1. Mr. President, the fate of the free world means nothing when I think about the fate of my dog. His name is Charlie, and he’s a good dog.


2. Of all the truck stops on all the freeways in all of North America, I got this one slice of peach cobbler. They say these things happen in threes.


3. Why is my car parked over there, and what is my wife doing in the back seat with her legs up in the air like that? I just cleaned that seat.


You get the idea. Harrison takes himself a bit too seriously (watch his talk show appearances, where he invariably wears the stupefyingly bewildered look of a man who has never before seen a talk show interview), and his movies reflect that in everything from their choice of star to their choice of poster.


His latest is K-19: The Widowmaker, a fact-based drama about the first Russian nuclear submarine and the men who loved it. As directed by Kathryn Bigelow (Strange Days), it’s a gripping yarn only slightly less entertaining for its histrionics and predictability—and for Harrison, who stares grimly from the posters (“I invite you onto my submarine, and you say things like that to my daughter? You must leave now.”).

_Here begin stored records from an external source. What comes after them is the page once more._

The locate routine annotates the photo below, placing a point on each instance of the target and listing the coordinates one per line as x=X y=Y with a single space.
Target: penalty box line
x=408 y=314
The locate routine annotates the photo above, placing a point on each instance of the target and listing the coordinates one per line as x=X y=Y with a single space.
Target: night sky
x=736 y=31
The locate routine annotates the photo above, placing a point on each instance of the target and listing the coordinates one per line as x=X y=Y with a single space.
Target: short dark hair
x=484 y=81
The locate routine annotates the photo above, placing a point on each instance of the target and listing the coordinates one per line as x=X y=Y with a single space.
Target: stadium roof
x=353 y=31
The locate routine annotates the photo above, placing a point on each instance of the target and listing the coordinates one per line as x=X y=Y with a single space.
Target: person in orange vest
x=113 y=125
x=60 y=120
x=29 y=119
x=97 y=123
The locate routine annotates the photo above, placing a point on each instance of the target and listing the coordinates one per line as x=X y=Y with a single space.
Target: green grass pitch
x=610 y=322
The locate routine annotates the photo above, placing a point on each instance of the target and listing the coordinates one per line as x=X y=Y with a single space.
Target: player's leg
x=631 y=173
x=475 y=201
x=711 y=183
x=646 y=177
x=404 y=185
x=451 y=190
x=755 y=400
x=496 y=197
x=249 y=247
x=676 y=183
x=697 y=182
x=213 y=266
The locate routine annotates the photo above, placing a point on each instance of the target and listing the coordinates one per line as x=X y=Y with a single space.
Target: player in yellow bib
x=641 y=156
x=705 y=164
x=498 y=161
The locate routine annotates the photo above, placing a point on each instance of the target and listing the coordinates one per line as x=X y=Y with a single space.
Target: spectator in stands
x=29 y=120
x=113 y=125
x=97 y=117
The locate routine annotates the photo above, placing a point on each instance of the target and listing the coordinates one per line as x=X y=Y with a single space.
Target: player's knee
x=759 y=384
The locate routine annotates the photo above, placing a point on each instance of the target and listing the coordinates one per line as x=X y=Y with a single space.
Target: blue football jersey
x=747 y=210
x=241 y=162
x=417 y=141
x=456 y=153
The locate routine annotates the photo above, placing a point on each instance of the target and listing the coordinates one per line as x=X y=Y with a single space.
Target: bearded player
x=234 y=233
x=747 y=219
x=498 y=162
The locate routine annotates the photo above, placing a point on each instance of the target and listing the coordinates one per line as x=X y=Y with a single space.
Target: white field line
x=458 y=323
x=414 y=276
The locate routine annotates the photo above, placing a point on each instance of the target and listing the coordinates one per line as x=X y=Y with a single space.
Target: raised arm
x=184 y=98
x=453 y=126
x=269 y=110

Harrison takes a rare risk by employing a chewy Russian accent in his role as a Soviet submarine commander. We’re no sooner shown the sub, built by a Russian fleet that really had no idea what it was doing in its mad attempt to keep up with the Americans, than Captain Polenin (Liam Neeson) is demoted for disobeying instructions during a training exercise. He’s replaced by Vostrikov (Ford), a dyed-in-the-wool company Communist who speaks softly until it’s time to yell.


The bad things happening to K-19 don’t stop there. The christening is a bit of a disaster, and the under-trained crew barely has any idea how to run this boat as it heads out on its maiden voyage. The testing exercises are harrowing, with Bigelow showing skillful use of the submarine’s cramped quarters to generate tension and paranoia. By the time they reach a base in the Arctic, one of the reactors is quietly leaking, setting up the panic and pressure of the film’s final hour as the crew attempts to repair a sub it barely understands while everybody gets contaminated with radiation.

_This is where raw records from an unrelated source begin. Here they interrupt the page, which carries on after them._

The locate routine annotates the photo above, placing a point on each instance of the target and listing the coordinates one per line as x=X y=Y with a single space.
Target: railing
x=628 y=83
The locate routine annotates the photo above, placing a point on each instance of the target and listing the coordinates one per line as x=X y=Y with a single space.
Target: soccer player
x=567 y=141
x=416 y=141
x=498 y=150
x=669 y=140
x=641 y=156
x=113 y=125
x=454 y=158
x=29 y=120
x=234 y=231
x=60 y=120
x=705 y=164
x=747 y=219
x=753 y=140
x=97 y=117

There are two obvious points of recent reference from which to judge this film: U-571, director Jonathan Mostow’s gripping, similarly themed sub-drama from 2000, and Crimson Tide, the 1995 thriller in which Denzel Washington and Gene Hackman stage an underwater scenery-eating contest for the ages. K-19 lands somewhere in the middle, with Bigelow proving herself nearly the equal of Mostow in some of the more tense scenes, but also showing acumen for the character-driven style of Crimson Tide. The battle between the Russian captains takes on elements of a romantic quarrel, with Vostrikov refusing to abandon the ship while Polenin fights to save lives.


You’ve seen most of this whole dance before, and K-19’s ending goes far above and beyond the pale of plausibility to add layers of heroism to the noble dumb Russians who nearly started World War III because they couldn’t work their stupid submarine. If everybody on K-19 takes themselves a bit seriously, it’s obviously the influence of Captain Harrison, who often lets his gaze do the talking as the trouble thickens. How Russian of him.